“As editoras pagam os mesmos impostos das bebidas espirituosas”
ENTREVISTA. O dono da Mayamba Editora lamenta que quem produz livros pague os mesmos impostos que os vendedores de bebidas espirituosas. Em entrevista ao VALOR, Arlindo Isabel lembra as “responsabilidades inalienáveis” do Estado para com o livro e defende que devem ser as editoras nacionais a editar os manuais escolares.
Em que medida a crise afectou a edição de livros?

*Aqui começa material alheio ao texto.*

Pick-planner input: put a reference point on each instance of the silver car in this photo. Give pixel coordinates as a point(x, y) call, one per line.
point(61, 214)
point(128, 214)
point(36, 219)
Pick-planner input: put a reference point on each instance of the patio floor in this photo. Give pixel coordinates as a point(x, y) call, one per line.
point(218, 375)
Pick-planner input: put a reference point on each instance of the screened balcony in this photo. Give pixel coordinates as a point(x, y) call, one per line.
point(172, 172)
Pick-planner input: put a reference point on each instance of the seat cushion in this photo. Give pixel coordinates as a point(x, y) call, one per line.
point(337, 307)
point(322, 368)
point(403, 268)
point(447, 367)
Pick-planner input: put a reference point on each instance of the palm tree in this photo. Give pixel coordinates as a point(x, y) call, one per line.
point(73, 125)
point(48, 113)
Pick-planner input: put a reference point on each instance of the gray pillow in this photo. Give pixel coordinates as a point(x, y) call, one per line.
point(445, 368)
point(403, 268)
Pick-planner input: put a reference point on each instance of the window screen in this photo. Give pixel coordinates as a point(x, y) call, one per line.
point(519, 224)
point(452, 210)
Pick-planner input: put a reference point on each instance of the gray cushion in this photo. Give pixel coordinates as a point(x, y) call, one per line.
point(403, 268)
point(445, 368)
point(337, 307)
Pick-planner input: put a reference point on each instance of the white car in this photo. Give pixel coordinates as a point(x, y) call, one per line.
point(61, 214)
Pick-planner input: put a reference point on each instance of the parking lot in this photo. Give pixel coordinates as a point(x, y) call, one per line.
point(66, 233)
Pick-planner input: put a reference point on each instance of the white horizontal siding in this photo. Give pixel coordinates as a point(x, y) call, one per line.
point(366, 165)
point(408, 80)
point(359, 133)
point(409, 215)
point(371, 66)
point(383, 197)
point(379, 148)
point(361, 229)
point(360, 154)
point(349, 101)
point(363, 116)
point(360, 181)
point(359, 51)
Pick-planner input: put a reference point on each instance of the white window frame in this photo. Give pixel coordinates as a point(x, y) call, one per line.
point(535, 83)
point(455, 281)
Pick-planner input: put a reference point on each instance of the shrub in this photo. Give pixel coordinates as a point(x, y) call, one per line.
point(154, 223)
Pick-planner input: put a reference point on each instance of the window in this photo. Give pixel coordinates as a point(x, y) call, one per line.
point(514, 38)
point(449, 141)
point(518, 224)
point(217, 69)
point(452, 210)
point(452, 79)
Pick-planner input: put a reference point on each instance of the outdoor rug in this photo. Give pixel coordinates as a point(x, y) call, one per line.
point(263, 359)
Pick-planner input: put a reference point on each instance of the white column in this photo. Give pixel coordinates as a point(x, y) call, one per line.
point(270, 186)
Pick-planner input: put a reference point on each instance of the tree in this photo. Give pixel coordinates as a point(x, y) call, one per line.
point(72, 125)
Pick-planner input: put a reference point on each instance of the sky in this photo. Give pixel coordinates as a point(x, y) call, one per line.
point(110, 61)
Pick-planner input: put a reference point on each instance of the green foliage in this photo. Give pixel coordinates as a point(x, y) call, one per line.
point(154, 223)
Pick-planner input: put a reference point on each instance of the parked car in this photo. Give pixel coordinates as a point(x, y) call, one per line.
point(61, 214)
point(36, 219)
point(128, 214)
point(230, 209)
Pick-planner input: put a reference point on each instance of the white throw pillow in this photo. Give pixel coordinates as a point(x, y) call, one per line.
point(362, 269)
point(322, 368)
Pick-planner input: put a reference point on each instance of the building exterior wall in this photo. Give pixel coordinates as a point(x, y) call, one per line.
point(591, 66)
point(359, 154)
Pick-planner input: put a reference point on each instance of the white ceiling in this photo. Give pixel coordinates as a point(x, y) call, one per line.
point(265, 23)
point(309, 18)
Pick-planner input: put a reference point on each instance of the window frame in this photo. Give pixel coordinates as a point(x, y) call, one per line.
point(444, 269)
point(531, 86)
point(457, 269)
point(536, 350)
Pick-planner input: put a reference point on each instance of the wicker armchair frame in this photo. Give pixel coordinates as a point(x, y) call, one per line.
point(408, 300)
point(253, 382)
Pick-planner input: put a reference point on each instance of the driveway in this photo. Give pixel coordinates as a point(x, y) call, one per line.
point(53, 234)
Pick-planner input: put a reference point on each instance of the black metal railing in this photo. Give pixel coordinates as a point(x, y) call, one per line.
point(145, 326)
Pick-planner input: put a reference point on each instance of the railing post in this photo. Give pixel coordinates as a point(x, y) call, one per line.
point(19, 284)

A impressão feita localmente já era cara, mas voltou a registar um incremento, de tal sorte que qualquer livro impresso em Angola entra no mercado a preço muito elevado, o que inibe as vendas. Para o consumidor, que, em virtude da inflação, viu diminuir o poder de compra e como o livro nunca esteve nas prioridades da maioria das famílias, a situação agudizou-se ainda mais com a crise.
Como funciona a edição de livros na ‘Mayamba’?
Cuidamos do original até à fase de ir para a impressão, isto é, fazemos a revisão linguística e, às vezes, de conteúdo, da paginação/maquetagem e da capa. A impressão é feita em gráficas, que são indústrias. Depois de impresso, volta à editora para tratar do lançamento/apresentação, da distribuição pelas livrarias clássicas e pelas grandes superfícies comerciais, da promoção e venda em feiras e exposições.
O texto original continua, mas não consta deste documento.